His commitment and skills have been recognised on many occasions. He was named 'MEP of the Year 2006' in the research and technology category - a title awarded by The Parliament Magazine published in Brussels. He was also awarded the Polish engineers' Biały Węgiel award in 2006.

He was 'Best Polish MEP' in 2008, according to the rankings compiled by Wprost magazine and the Rzeczpospolita newspaper.

In the last European Parliament elections he won almost 400 000 votes in Silesia, thus recording the best election result in Poland for the second time in succession.

Polish Prime Minister

In February 1997 he became coordinator of the panel of economics experts within the Solidarity Electoral Action (AWS) party. The AWS party manifesto drawn up at that time was a key element in the party's winning campaign in the elections to the Sejm. Jerzy Buzek was elected to the Sejm in what was its third parliamentary term, following which the AWS nominated him for the office of Prime Minister.

Jerzy Buzek's government was sworn in on 31 October.  He continued in the office of Prime Minister until the end of the parliamentary term on 19 October 2001, during which time he took Poland into NATO and negotiated the term's of Poland's accession to the European Union.

Jerzy Buzek's coalition government undertook one of the most ambitious reform programmes in Poland since 1989, initiating and carrying through reforms in the local government, pensions, healthcare, education and mining sectors.

As Polish Prime Minister he also set up the government's Strategic Programme for Oświęcim, the main aim of which is to turn Oświęcim into an international centre for human rights education. He is still involved in this initiative. He helped set up the Oświęcim Academy, which, together with the Jagiellonian University, is putting together an educational programme centred around the Paweł Włodkowic School of Culture and Human Rights.

In 1998, alongside the Israeli Prime Minister, Benjamin Netanyahu, he took part in the March of the Living from Auschwitz to the gates of Birkenau.
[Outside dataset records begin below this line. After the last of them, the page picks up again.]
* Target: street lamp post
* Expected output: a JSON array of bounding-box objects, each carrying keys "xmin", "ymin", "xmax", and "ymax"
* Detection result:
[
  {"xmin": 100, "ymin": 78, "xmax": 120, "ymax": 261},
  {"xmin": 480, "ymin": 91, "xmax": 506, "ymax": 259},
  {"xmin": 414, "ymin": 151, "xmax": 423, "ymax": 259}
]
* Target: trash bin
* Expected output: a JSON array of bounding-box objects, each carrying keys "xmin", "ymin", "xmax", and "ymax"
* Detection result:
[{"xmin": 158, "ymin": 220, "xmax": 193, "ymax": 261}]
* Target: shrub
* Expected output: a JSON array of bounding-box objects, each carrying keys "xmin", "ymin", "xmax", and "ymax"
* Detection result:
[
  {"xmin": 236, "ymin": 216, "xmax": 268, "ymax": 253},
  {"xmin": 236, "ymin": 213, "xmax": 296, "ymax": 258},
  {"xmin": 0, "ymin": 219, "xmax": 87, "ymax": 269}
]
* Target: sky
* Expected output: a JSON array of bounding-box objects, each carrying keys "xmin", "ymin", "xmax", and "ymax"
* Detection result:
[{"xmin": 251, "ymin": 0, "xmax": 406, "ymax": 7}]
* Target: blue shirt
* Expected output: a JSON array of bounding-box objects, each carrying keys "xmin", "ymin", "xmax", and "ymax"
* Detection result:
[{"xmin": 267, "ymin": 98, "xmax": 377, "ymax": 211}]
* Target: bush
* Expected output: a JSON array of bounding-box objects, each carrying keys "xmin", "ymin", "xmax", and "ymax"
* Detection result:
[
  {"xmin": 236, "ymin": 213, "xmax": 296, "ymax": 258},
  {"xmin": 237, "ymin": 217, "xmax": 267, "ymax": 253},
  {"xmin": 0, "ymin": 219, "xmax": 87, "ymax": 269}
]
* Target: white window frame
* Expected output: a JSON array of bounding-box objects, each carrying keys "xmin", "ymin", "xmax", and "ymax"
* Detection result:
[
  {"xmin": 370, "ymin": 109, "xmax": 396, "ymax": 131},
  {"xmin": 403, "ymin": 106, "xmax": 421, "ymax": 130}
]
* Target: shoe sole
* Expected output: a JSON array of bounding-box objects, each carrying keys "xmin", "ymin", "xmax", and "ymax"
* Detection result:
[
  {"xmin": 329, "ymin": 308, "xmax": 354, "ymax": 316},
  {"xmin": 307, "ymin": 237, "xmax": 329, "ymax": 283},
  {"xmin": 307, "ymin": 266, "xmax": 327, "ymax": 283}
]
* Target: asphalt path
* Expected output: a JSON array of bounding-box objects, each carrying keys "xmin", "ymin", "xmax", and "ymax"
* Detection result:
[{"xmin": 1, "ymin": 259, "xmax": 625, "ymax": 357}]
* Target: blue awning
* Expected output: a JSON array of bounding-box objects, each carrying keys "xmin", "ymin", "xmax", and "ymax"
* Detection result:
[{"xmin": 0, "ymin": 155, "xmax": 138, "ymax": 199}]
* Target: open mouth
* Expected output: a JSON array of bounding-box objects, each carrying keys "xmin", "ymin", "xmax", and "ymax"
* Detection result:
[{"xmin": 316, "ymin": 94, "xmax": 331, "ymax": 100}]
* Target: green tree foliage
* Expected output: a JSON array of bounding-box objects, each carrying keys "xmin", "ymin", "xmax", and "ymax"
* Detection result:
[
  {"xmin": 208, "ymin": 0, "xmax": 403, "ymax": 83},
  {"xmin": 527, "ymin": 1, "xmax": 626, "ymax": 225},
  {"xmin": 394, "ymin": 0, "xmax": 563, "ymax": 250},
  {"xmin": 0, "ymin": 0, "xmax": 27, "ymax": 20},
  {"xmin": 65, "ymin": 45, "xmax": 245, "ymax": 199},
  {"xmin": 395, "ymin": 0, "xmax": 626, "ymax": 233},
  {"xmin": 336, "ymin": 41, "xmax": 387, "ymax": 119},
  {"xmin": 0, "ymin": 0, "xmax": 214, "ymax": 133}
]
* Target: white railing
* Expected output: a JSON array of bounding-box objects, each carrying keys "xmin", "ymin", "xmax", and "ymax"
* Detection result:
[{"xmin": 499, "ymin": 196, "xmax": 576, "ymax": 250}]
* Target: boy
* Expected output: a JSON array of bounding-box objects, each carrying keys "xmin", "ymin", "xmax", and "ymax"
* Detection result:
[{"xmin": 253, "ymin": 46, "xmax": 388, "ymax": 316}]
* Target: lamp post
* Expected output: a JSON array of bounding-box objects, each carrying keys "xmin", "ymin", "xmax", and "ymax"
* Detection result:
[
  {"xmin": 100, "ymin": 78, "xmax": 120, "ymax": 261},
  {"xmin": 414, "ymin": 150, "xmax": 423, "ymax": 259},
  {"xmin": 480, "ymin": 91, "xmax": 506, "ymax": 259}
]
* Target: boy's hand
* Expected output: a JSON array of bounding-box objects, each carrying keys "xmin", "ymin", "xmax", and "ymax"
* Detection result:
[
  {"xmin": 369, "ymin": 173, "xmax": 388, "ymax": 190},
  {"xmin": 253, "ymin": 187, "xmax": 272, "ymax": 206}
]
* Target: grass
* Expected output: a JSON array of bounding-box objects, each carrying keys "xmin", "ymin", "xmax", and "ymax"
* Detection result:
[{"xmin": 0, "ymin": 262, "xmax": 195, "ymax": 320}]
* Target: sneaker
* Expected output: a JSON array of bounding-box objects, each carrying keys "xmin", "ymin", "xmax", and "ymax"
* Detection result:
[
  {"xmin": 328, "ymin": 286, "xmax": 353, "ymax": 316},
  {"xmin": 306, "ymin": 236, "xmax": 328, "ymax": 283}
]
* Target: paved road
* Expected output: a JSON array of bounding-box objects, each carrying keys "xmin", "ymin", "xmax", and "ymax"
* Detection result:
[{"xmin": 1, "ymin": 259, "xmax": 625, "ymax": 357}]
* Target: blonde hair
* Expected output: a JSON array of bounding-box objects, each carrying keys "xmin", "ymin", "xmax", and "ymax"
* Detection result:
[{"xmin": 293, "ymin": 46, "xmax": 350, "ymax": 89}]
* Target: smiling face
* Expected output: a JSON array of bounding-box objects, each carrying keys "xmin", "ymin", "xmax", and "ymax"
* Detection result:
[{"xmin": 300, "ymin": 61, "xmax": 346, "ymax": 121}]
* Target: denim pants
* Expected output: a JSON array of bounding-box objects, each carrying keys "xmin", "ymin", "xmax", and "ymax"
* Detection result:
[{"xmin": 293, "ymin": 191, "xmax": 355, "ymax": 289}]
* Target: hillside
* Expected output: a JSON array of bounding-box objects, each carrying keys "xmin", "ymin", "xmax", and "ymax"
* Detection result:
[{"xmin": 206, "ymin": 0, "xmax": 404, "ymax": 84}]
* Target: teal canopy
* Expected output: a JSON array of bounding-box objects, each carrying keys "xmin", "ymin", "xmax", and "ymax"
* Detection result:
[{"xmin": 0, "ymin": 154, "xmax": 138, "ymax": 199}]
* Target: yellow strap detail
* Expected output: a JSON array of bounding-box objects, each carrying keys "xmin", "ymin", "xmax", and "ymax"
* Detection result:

He was the first Polish Prime Minister to do so, thus providing a boost to the development of this extremely important initiative.

In January 1999 he became President of the AWS Social Movement. When the AWS lost the parliamentary elections in the autumn of 2001, Jerzy Buzek withdrew from active politics for a number of years.

Scientist

Jerzy Buzek attended the Juliusz Słowacki secondary school in Chorzów. After passing his school-leaving exams in 1957, he went on to study in the mechanical and energy engineering department at the Silesian University of Technology in Gliwice, graduating in 1963. He then started work at the Institute of Chemical Engineering in the Polish Academy of Sciences in Gliwice. He defended his doctoral thesis in 1969. Jerzy Buzek continued his scientific work throughout the 1970s. He spent 1971 on a research placement at the University of Cambridge. During the following decade he began research in the field of environmental protection. He was a highly regarded lecturer at the Silesian University of Technology in Gliwice, and later at the Opole University of Technology.
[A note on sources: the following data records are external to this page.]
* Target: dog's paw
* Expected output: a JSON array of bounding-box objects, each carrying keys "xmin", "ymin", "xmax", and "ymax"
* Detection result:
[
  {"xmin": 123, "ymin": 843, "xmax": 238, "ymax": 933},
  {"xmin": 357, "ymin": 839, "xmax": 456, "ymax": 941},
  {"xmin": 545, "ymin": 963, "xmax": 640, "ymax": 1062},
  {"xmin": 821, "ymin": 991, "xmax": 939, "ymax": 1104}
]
Jerzy Buzek's achievements in scientific research and in teaching were recognised when he was appointed Professor of Engineering.

Solidarność activist

In September 1980 Jerzy Buzek became a member of Solidarność and was appointed Chair of the Works Committee. In summer 1981 he became a delegate to the First National Congress of Delegates of Solidarność. He became an increasingly important member of the movement. He chaired the fourth, fifth and sixth National Congresses. Having avoided internment on 13 December 1981, he continued his political activities in the underground movement. He published 'S', an illegal underground pamphlet, the first issue of which appeared in January 1982.

He suspended his activities in 1987 as his daughter, Agata, was seriously ill.

Following Solidarność's triumph in 1989 he became a full-time academic.

Community activist and educationalist

At the end of the 1990s he established the annual Pro Publico Bono prize for the best civic initiatives in Poland. Between 2002 and 2004 he was vice-rector of the science faculty at Polonia University in Częstochowa. He also founded the Polonia School of Diplomacy and the Family Foundation.